How to build a MySQL-powered search engine
In content-heavy websites, it becomes increasingly important to provide capable search possibilities to help your users find exactly what they’re looking for. The most obvious solution is searching your MySQL database directly, but implementing a generic MySQL search is not at all trivial. Here’s how to avoid those pitfalls and build a robust MySQL-powered search engine for you website.
This article will solely focus on the most common text-based search (as opposed to e.g. geography- or time-based)
MySQL is not a search engine
MySQL is a relational database, not a search engine. While it does provide some tools to search inside the data it holds, you’re better of integrating a real search engine if you’re looking for a full-fledged solution. Some of the most popular (open source) search engines are:
- Lucene
- Sphinx
- Elasticsearch: Lucene-based server
- Solr: Lucene-based server
While the above options are far superior, it could definitely make sense to build a MySQL-based search engine. We built it because we wanted Fork CMS to have a capable search on common, cheap, server architectures with only PHP & MySQL, without having to install additional software.
Full-text search
So how does one search for text in MySQL?

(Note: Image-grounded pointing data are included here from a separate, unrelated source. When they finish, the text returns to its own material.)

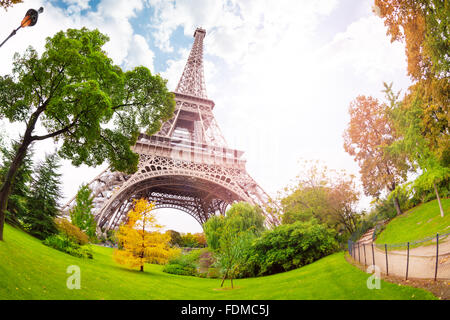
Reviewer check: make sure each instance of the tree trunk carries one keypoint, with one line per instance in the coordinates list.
(397, 206)
(439, 199)
(223, 279)
(5, 191)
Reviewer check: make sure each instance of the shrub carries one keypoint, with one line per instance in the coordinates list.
(241, 217)
(213, 273)
(179, 269)
(287, 247)
(71, 231)
(63, 243)
(185, 263)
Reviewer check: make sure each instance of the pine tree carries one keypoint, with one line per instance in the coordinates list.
(17, 204)
(81, 215)
(44, 196)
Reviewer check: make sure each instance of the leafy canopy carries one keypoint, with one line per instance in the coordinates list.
(81, 215)
(138, 244)
(83, 100)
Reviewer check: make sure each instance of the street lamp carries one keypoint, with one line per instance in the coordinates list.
(29, 20)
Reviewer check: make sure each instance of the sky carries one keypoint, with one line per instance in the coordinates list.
(281, 73)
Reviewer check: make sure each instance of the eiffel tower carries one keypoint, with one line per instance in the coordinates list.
(187, 165)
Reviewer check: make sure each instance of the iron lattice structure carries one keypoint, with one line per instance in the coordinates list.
(186, 165)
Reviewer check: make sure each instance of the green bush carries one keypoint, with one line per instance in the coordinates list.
(287, 247)
(185, 263)
(63, 243)
(71, 231)
(213, 273)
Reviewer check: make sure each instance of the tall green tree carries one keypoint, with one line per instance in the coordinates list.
(241, 217)
(84, 101)
(45, 193)
(20, 191)
(423, 26)
(407, 117)
(81, 214)
(367, 138)
(329, 196)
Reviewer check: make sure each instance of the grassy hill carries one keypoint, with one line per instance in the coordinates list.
(30, 270)
(418, 223)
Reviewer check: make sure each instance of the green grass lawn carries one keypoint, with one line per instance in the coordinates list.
(418, 223)
(30, 270)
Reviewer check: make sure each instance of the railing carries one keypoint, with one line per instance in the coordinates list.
(428, 258)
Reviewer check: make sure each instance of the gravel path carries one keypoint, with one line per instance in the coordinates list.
(422, 260)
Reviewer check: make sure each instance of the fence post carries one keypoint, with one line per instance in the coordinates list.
(373, 255)
(387, 267)
(437, 255)
(359, 253)
(407, 262)
(364, 247)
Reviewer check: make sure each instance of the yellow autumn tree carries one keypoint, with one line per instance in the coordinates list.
(140, 240)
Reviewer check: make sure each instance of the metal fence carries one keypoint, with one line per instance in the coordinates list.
(428, 258)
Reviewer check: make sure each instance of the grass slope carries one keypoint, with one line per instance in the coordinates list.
(30, 270)
(420, 222)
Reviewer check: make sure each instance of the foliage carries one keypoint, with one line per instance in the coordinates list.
(184, 263)
(179, 269)
(71, 231)
(22, 256)
(424, 28)
(175, 238)
(85, 102)
(196, 240)
(231, 254)
(65, 244)
(20, 192)
(200, 238)
(241, 217)
(330, 197)
(139, 246)
(81, 215)
(45, 192)
(407, 117)
(213, 231)
(8, 3)
(368, 137)
(417, 223)
(287, 247)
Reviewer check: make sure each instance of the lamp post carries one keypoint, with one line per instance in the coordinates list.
(29, 20)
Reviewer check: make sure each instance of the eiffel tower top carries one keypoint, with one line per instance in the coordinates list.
(192, 81)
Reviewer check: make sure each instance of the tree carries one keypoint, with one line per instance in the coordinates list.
(45, 192)
(423, 25)
(246, 217)
(407, 117)
(20, 191)
(240, 218)
(326, 195)
(81, 215)
(8, 3)
(175, 238)
(368, 137)
(231, 252)
(91, 106)
(139, 246)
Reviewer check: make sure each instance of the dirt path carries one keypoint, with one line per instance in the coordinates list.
(422, 260)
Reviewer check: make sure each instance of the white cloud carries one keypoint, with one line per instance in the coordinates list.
(139, 54)
(280, 94)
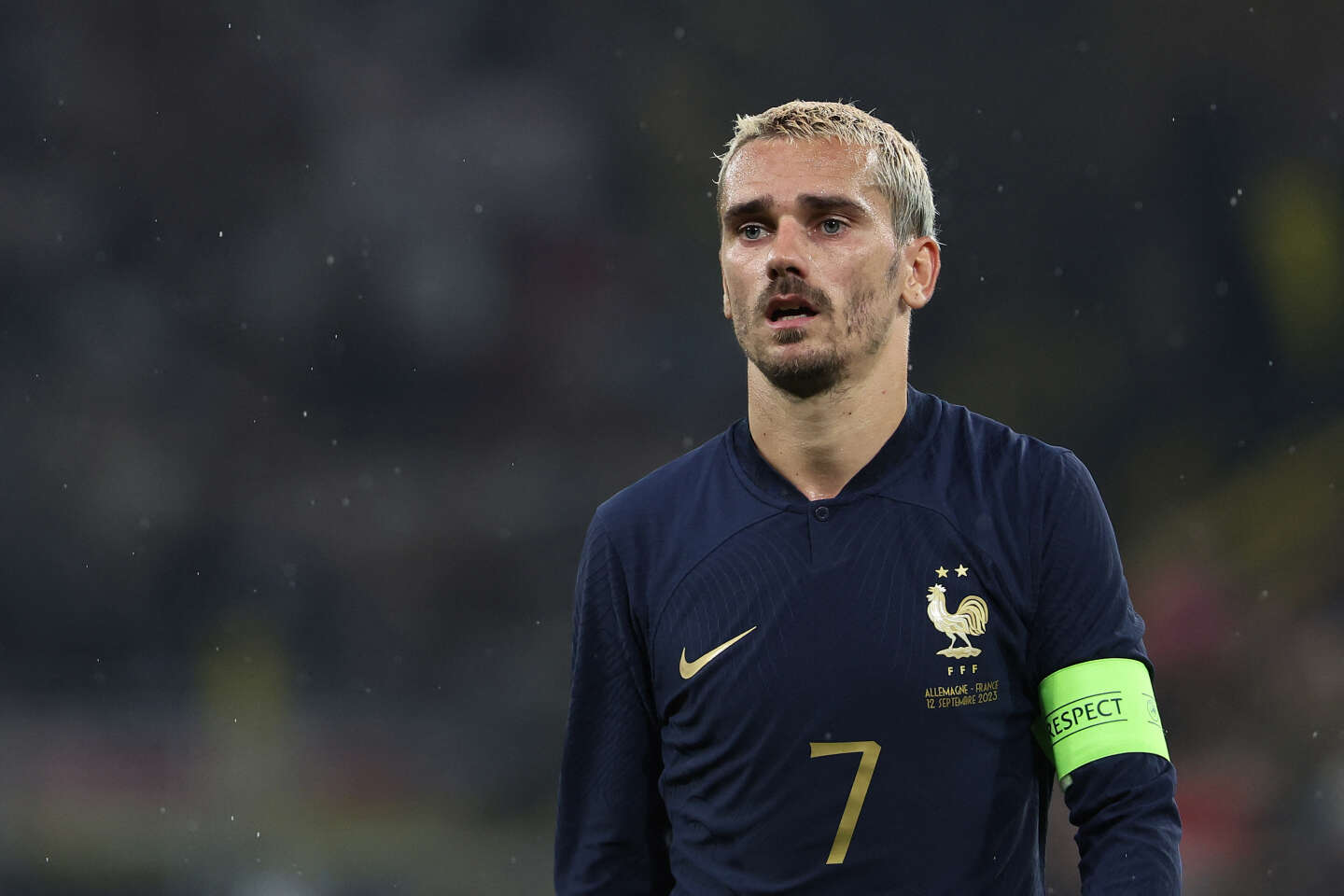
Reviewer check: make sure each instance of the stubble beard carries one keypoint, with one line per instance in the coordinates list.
(824, 369)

Simple solutions could be to use
column LIKE '%word%'
or column REGEXP '.*word.*'
, but these provide limited capabilities. Apart from not providing too much options, they don’t accurately utilise indexes and as a result will get you in trouble once your dataset grows.

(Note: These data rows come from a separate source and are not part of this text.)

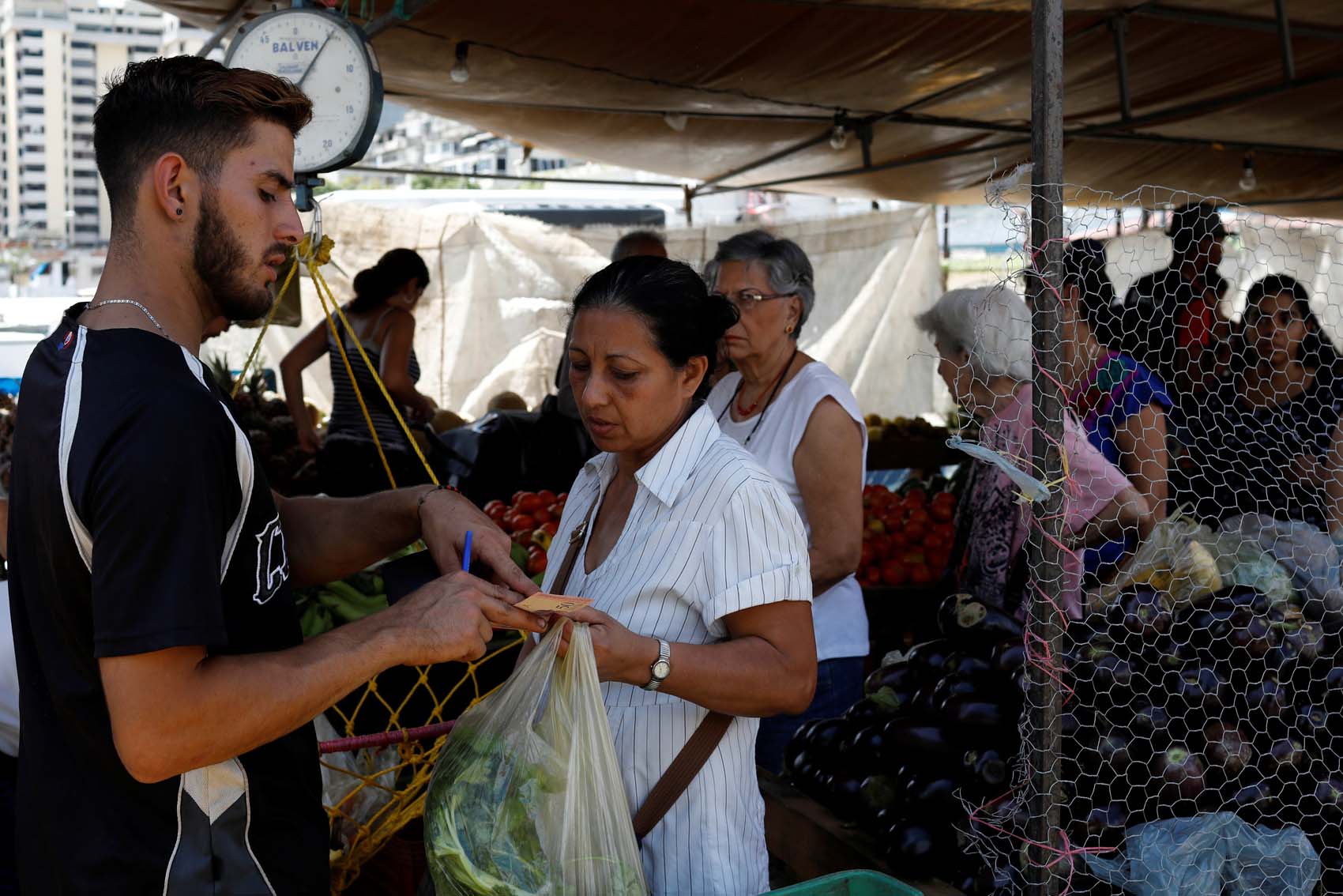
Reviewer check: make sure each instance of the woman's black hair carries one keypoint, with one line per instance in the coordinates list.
(1316, 349)
(1084, 268)
(684, 318)
(375, 285)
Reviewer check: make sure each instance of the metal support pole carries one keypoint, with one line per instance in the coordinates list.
(1043, 623)
(224, 28)
(1285, 36)
(1119, 26)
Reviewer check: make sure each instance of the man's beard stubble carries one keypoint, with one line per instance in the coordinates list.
(224, 268)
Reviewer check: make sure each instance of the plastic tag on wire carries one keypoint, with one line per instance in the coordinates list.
(527, 796)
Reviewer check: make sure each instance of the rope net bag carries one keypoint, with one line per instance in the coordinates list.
(1189, 551)
(382, 740)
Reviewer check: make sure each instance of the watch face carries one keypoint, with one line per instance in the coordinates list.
(326, 58)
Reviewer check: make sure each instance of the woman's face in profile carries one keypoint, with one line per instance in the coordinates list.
(627, 393)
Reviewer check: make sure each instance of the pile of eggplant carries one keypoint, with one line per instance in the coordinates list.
(934, 738)
(1235, 704)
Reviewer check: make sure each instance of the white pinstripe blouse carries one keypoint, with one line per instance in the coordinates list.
(709, 533)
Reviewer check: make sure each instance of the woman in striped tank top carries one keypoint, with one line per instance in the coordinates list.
(380, 320)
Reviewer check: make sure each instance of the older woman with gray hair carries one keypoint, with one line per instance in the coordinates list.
(984, 351)
(803, 425)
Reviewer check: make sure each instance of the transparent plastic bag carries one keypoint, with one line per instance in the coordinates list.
(1216, 855)
(527, 797)
(1178, 558)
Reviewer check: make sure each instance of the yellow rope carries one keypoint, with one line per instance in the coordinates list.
(349, 372)
(397, 412)
(270, 316)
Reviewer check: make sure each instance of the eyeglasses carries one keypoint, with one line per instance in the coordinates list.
(748, 299)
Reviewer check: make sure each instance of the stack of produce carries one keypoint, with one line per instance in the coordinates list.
(901, 429)
(531, 520)
(907, 536)
(1231, 703)
(932, 740)
(270, 429)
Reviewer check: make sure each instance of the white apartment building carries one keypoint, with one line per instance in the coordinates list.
(54, 59)
(427, 141)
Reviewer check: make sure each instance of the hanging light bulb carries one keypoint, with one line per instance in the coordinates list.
(1248, 179)
(460, 73)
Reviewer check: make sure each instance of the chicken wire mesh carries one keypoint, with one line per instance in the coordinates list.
(1201, 731)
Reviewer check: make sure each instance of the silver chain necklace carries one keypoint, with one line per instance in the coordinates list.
(130, 301)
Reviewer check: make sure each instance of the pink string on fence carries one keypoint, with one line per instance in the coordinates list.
(1061, 853)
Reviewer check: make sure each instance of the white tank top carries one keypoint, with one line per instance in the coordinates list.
(838, 614)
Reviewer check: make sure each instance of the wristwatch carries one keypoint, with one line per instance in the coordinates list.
(661, 667)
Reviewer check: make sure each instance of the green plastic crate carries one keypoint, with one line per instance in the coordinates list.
(852, 883)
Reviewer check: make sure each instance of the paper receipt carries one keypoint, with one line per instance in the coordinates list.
(552, 604)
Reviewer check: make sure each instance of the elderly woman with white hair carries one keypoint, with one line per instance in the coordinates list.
(984, 349)
(803, 425)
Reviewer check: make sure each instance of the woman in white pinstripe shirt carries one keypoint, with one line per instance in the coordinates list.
(694, 546)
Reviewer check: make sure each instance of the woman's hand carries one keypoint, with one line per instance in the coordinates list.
(621, 654)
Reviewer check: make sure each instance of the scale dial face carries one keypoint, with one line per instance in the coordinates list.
(333, 63)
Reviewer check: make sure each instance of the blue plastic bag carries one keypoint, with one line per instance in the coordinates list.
(1216, 855)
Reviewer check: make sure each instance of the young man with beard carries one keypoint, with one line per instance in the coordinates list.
(167, 692)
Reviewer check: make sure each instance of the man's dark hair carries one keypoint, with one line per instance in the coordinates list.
(634, 241)
(187, 105)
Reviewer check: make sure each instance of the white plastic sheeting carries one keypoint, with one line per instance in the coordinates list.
(495, 314)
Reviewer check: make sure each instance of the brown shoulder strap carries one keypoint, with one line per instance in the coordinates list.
(681, 773)
(571, 555)
(696, 750)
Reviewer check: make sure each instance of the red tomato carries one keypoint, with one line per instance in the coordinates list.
(882, 546)
(895, 574)
(529, 503)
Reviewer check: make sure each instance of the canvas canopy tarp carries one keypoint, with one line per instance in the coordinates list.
(495, 314)
(943, 86)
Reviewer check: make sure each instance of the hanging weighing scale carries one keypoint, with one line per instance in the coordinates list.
(333, 62)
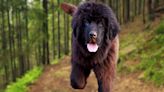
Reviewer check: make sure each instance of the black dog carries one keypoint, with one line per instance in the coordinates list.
(95, 44)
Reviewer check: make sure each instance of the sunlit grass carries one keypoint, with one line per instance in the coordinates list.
(21, 84)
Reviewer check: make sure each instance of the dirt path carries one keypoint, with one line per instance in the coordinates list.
(55, 78)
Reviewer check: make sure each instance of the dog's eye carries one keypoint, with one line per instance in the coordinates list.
(86, 22)
(100, 26)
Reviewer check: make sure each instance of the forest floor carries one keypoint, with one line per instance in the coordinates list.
(55, 78)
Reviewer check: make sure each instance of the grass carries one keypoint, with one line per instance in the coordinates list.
(148, 52)
(21, 84)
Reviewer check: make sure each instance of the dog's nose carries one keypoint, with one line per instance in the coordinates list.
(93, 34)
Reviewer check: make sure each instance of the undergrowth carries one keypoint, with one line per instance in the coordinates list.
(150, 55)
(21, 84)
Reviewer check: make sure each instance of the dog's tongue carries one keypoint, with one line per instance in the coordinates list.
(92, 47)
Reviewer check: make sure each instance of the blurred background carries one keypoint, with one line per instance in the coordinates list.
(35, 46)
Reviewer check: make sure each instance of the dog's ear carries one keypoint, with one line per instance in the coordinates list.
(68, 8)
(113, 29)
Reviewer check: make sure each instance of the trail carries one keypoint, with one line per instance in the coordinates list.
(55, 78)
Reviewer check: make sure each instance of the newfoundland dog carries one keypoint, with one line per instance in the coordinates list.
(95, 44)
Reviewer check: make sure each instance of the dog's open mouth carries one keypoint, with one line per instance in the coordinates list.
(92, 47)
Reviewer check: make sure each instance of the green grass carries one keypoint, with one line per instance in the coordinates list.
(21, 84)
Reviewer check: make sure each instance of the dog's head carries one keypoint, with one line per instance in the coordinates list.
(92, 24)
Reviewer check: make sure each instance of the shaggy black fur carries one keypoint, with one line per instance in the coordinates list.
(103, 61)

What you’ll want to do is add a
FULLTEXT
index to the column you’ll want to search, and build your query using MATCH(column) AGAINST(word)
. In it’s most simple form, this could look like:SELECT *
FROM table
WHERE MATCH(column) AGAINST('word');
MATCH even returns a score, so you can sort your results based on relevance (don’t worry, the second MATCH won’t cause additional overhead):
SELECT *
FROM table
WHERE MATCH(column) AGAINST('word')
ORDER BY MATCH(column) AGAINST('word') DESC;
In boolean mode
By default,
MATCH
will search IN NATURAL LANGUAGE MODE
, where each word in your AGAINST
clause will evenly be checked against the column. More advanced searched can be obtained via IN BOOLEAN MODE
, which enables possibilities like excluding a certain word, or not weighing all words equally.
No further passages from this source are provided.